The last time a woman was bestowed the honour was in 1986 when Corazon Aquino, the first woman president of the Philippines was on the cover of Time magazine as its 'Person of the Year'.
Merkel, herself a refugee who grew up in an undemocratic German Democratic Republic, has emerged as the 'indispensable player' in managing Europe's serial debt crises and also led the West's response to Vladimir Putin's 'creeping theft' of Ukraine.
Under her leadership, Germany bailed Greece out, welcomed refugees as casualties of radical Islamist savagery and not carriers of it, and deployed troops abroad in the fight against the dreaded Islamic State.
'Merkel brandished a different set of values -- humanity, generosity, tolerance -- to demonstrate how Germany's great strength could be used to save, rather than destroy. It is rare to see a leader in the process of shedding an old and haunting national identity,' Time said.

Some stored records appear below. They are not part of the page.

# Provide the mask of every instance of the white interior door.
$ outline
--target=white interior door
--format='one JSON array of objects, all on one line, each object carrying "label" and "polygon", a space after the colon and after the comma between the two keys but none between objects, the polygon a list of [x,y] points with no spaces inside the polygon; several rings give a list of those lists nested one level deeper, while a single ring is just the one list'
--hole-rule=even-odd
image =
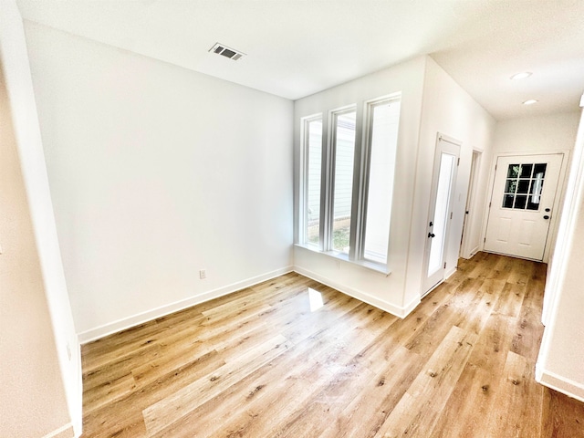
[{"label": "white interior door", "polygon": [[498,157],[485,250],[543,260],[564,155]]},{"label": "white interior door", "polygon": [[434,155],[432,193],[424,251],[423,294],[444,279],[448,231],[453,218],[452,205],[458,171],[460,145],[439,135]]}]

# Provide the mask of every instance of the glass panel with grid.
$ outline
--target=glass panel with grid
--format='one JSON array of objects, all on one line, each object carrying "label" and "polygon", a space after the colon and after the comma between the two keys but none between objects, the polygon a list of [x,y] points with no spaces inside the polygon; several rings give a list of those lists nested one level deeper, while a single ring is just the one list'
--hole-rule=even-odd
[{"label": "glass panel with grid", "polygon": [[545,162],[509,164],[503,193],[503,208],[539,210],[547,167]]}]

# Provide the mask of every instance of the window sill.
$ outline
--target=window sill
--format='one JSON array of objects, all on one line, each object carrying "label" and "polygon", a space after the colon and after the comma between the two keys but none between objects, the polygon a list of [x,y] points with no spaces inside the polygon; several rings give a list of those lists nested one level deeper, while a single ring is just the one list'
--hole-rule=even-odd
[{"label": "window sill", "polygon": [[349,255],[347,254],[339,253],[338,251],[318,251],[315,247],[309,246],[308,245],[294,244],[294,245],[299,248],[304,248],[315,254],[321,254],[328,257],[335,258],[337,260],[342,260],[343,262],[364,267],[378,274],[381,274],[384,276],[388,276],[390,274],[391,274],[391,271],[388,268],[387,265],[381,265],[381,263],[370,262],[369,260],[349,260]]}]

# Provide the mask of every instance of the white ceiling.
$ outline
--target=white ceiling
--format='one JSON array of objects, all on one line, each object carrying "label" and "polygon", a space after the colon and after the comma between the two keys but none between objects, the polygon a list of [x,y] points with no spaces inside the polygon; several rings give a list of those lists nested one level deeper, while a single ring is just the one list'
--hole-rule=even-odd
[{"label": "white ceiling", "polygon": [[[17,4],[26,20],[291,99],[423,54],[497,120],[578,110],[584,92],[584,0]],[[216,42],[247,56],[209,53]]]}]

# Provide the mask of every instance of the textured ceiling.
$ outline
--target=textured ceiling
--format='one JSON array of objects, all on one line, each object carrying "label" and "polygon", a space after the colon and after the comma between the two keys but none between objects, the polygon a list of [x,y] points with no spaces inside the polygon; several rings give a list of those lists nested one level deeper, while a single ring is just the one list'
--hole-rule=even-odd
[{"label": "textured ceiling", "polygon": [[[497,120],[578,110],[584,92],[582,0],[17,4],[26,20],[291,99],[424,54]],[[211,54],[215,42],[247,56]]]}]

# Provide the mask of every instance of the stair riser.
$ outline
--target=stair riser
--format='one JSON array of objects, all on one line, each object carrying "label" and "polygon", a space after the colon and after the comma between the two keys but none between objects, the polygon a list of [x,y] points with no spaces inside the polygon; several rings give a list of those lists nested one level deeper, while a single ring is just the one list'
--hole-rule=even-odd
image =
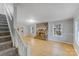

The magazine quoted the leader as saying, 'If we now have to start apologising for showing a friendly face in response to emergency situations, then that's not my country.'
The first runner-up for Time 'Person of the Year' is al-Baghdadi, the head of IS who 'exports extreme violence and twisted religion around the globe'.
Time described the 44-year-old IS leader as 'the brooding muezzin of death' who leads the terror group.
'In 2015, al-Baghdadi... transformed the breakaway al-Qaeda group from a battlefield force operating in the chaos of Syria and Iraq into a transnational terrorist franchise killing civilians in more than a dozen countries around the world,' it said.
'Orchestrating deadly attacks against far-flung targets -- including sports stadiums, beach resorts and museums -- IS has killed more than 1,200 civilian victims outside of Iraq and Syria this year while luring a steady stream of recruits to the so-called Islamic State,' Time said.
He is followed by Trump, activists of the Black Lives Matter movement, Rouhani, Uber Chief Executive Officer Travis Kalanick and transgender activist Caitlyn Jenner.
On Trump, who made the ‘extraordinary call’ to bar all Muslims from entering the US, the magazine said ‘everything about him is a challenge, a test -- even for the thousands of people who attend his rallies and cheer his outrages’.
It said Trump's supporters hail his 'tell-it-like-it-is toughness' and his defiance.